My news feed for a week and a half: Two most recent issues of Time, front to back, two issues of Newsweek, front to back, most of NPR (radio/online), most of BBC (online), and FOX (television/online).
What I’ve learned: Apparently, our world will catch fire soon from global warming, our children will grow up and find no jobs and die young, the economy is falling into some sort of black hole, and there could, quite possibly, be aliens out in space who want to destroy us.
This all got me thinking…How many shits can one person give? Apparently it was one more than my quota, so I flipped tracks and picked up Esquire, the vainest of men’s magazines. Lo and behold, an article on the best bars of America. And behold again, Milwaukee made the list with Holler House (2042 W. Lincoln Ave.). If ever there was a time for a drink.
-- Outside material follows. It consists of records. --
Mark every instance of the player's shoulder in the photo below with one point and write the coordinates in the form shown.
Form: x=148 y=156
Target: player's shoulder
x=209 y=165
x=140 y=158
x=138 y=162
Holler House has a major attractant: it’s the oldest bowling alley in the United States, opened in 1908, with two lanes still tended by pinsetters and the original wooden floorboards lain more than a century ago. Interestingly, the right wall of the alley is a recent addition, erected after the old one collapsed around five years ago. It was all set to be re-sided but people started signing it. So, it was left as is, and is now a collage of names and messages from around the world.
The beauty of this job (job? task? social disorder?) is the people I get to meet, and always over the commonality of alcohol, the great equalizer, which makes everyone wonderful until it makes everyone terrible.
There is almost nothing remarkable about Holler House (besides the bowling alley, and if you’re only drinking, you won’t see much of). No tap beer, minimal selection of hard liquor, odd decorations that made it look more like a pizza parlor than a bar.
But the people…people can make all the difference.
I had the distinct pleasure of sharing a drink with the owner, the very elderly Marcy Skowronski, and her daughter, Sharon. Now, I’ve met a lot of people in my bar hopping, and most of them are pretty great. But I can say, without reserve, that Marcy and Sharon are the two greatest.
Holler House was all very simple. We laughed, shared a couple drinks and horror stories from travel, talked politics and state, movies and entertainment. The poignant truth to the place is that Marcy is a host to her guests. Let me restate that for any bar owner or tender that may have lost this notion along the way: You are a host. A great many times have I walked into establishments that offer up glares bordering on anger, as if I’ve walked into a church wearing swimming trunks.
Marcy though, and Sharon, too, know that to host a bar (own a bar; tend a bar) is to welcome the people that come into it, to make them feel like they’re wanted not just for money or to fill a stool. And that’s really what bars are about, because in the end we’re all just people with a little alcohol, becoming far too liberal with our stories.